Over Memorial Day weekend, voters in Northern Ireland shouted “yes” to a peace agreement with its neighbors in the south. As the world watched, 71 percent of voters — from Protestant Unionists to Roman Catholic Nationalists to Britons — passed an accord to elect a new government. British officials have said the agreement marks the end of a decades-long sectarian war. Although peace talks in the territory are not new, this accord is more than just empty rhetoric.
The predominantly Catholic Irish Republic now enters a course to revamp its constitution. The new agreement allows the majority pro-British Protestants in Northern Ireland to remain politically tied to the United Kingdom. But the minority Catholics now have more influence, as language in the agreement gives the North the option of breaking away from London under a majority vote. The Northern Ireland Assembly will hold an election June 25 to bring in a new, 108-seat assembly. This election keeps the agreement’s outcome in suspense, since opposition in the assembly can still block parts of the plan. Agreement supporters fear opponents would corrupt any new arrangements.
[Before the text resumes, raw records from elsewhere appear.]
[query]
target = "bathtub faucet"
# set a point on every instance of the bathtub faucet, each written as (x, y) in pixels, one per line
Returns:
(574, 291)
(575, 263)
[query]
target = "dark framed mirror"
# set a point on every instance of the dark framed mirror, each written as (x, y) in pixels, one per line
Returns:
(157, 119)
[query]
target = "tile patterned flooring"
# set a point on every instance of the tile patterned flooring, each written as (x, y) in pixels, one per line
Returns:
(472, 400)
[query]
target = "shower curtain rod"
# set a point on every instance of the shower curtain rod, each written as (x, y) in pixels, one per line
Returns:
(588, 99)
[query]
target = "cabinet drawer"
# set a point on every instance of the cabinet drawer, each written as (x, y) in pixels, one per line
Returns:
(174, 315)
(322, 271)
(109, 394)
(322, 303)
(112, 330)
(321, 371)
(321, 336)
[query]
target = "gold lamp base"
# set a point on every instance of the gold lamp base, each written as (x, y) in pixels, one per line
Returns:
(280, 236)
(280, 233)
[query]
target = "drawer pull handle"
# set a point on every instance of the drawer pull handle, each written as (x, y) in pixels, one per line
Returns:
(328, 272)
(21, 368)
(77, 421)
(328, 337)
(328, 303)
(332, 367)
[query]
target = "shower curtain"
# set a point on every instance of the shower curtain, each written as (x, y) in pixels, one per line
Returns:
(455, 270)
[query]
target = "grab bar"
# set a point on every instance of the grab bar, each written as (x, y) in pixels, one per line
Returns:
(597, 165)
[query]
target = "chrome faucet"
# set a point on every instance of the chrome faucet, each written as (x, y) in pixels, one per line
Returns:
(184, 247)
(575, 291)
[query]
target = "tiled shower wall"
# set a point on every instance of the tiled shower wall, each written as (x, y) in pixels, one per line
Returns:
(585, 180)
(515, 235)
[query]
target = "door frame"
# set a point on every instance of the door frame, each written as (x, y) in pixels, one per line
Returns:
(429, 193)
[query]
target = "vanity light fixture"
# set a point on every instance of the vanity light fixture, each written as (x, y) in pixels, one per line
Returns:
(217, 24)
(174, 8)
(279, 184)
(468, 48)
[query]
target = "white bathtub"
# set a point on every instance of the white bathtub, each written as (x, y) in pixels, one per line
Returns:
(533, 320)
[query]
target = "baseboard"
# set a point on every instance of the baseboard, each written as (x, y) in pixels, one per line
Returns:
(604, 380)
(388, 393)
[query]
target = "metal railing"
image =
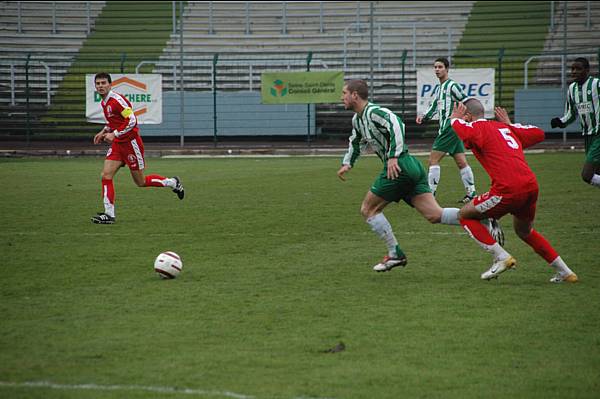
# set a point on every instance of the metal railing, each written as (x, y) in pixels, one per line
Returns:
(250, 64)
(88, 13)
(413, 26)
(13, 81)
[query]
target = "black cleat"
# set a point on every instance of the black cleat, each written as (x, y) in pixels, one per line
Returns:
(178, 188)
(103, 218)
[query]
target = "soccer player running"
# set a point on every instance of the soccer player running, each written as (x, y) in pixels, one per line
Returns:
(127, 148)
(402, 178)
(449, 94)
(582, 99)
(498, 146)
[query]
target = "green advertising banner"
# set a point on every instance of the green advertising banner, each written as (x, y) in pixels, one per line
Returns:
(301, 87)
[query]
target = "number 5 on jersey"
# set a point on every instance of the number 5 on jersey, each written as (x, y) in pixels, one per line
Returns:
(512, 143)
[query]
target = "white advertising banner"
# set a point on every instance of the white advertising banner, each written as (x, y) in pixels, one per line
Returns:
(475, 82)
(144, 92)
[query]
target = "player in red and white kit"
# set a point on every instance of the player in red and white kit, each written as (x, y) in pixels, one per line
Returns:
(498, 146)
(126, 148)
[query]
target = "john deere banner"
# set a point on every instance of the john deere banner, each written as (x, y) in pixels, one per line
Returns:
(301, 87)
(144, 92)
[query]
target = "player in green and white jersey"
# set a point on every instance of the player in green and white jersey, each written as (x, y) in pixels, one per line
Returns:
(402, 178)
(582, 100)
(447, 142)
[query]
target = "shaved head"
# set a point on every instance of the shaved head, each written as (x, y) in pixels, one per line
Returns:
(475, 108)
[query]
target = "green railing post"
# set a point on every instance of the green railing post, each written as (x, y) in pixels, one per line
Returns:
(500, 58)
(308, 60)
(123, 58)
(215, 60)
(27, 96)
(403, 81)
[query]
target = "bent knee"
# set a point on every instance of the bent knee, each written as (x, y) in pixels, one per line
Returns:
(433, 218)
(587, 178)
(523, 233)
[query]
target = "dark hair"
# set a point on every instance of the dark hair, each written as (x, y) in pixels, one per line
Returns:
(475, 107)
(103, 75)
(444, 61)
(359, 86)
(583, 61)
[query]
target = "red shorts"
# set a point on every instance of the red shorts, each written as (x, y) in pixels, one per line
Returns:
(130, 152)
(495, 204)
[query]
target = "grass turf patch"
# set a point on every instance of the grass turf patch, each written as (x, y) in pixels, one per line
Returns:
(277, 269)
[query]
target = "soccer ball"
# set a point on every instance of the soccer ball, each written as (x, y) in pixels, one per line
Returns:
(168, 265)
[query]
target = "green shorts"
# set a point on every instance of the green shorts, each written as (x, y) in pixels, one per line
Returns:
(448, 142)
(592, 148)
(411, 182)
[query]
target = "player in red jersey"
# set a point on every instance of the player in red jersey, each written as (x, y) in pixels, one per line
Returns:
(127, 148)
(498, 146)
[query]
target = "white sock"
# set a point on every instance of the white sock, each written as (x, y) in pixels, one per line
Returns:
(434, 177)
(109, 208)
(466, 175)
(380, 225)
(561, 267)
(496, 250)
(450, 216)
(169, 182)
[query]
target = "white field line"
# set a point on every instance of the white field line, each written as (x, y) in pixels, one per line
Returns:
(458, 231)
(96, 387)
(142, 388)
(338, 155)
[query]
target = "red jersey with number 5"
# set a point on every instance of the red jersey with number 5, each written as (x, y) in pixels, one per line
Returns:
(499, 149)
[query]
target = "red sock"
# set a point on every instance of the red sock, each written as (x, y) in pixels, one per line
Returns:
(541, 246)
(155, 181)
(477, 231)
(108, 197)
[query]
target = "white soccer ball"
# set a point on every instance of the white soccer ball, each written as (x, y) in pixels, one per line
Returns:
(168, 265)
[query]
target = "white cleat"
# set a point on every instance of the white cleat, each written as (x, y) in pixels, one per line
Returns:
(499, 267)
(569, 278)
(496, 231)
(388, 263)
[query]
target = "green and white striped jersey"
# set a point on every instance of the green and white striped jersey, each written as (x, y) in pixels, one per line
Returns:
(381, 129)
(449, 94)
(583, 100)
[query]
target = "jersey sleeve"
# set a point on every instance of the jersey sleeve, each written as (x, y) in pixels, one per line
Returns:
(570, 114)
(431, 110)
(528, 135)
(385, 119)
(466, 131)
(354, 146)
(129, 118)
(457, 93)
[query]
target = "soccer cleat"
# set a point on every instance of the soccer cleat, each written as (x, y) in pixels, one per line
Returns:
(103, 218)
(178, 188)
(499, 267)
(570, 278)
(467, 198)
(496, 231)
(388, 263)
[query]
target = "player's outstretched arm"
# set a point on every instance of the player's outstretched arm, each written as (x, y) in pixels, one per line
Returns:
(502, 115)
(459, 111)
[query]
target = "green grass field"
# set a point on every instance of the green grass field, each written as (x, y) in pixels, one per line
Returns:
(277, 269)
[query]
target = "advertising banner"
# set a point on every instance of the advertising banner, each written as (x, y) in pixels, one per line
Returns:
(301, 87)
(475, 82)
(144, 92)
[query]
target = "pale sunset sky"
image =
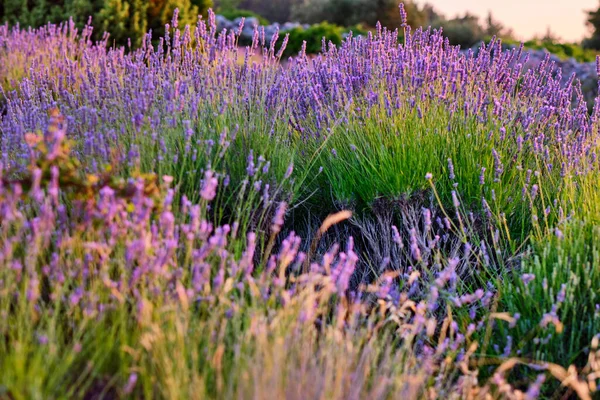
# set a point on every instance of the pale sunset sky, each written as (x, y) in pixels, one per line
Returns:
(566, 18)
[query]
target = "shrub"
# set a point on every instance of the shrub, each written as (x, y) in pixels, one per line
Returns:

But Sinn Fein, potentially the biggest threat to the peace process, is likely to be supportive now that they have a role in Ireland’s politics. Gerry Adams, Sinn Fein’s leader, said disturbance to the peace process is a non-issue. But Sinn Fein, one of Ireland’s most powerful political parties, is the political wing of the Irish Republican Army, one of the world’s most notorious terrorist groups. For 30 years the IRA used guerrilla warfare to attempt to force Britain from the North. To many, the recent referendum shows that voters have abandoned the Republic’s constitutional claim to sovereignty in the area, which remained with the Empire when southern Ireland gained independence in 1922. The political tension turned visible in the years that followed. The Bloody Sunday of 26 years ago is still fresh in Ireland’s mind. From civil rights struggles in the 1960s to hunger strikes in the 1980s, Ireland’s history is one of violence, pain and death. Fractured for so many years, Ireland has finally found unity.
An August 1994 joint declaration between the Irish Republican Army and the Loyalist Military Command was a precursor to the recent agreement. The declaration called for cease-fires that reduced bloodshed in Northern Ireland. But backlashes to that declaration have occurred since. Talks of peace dwindled and more terrorist attacks surfaced. Recent talks about peace have been just that: talk.
Never before has such a consensus been reached in Ireland by all parties concerned. Before the referendum, it had been 200 years since people in Ireland last voted on the same issue. Given that 94 percent of voters in the Republic of Ireland supported the peace deal, the changes promised in the agreement are real this time. Because of support in numbers, the last few years have yielded dramatic global turnarounds. From the collapse of the Berlin Wall to the fall of communism in Russia, recent transformations changed the way of life many people had known. Soon the world will see shattered concrete walls and ripped-apart barb-wired fences in Ireland, as pick-up trucks fill up and head off to the garbage dumps.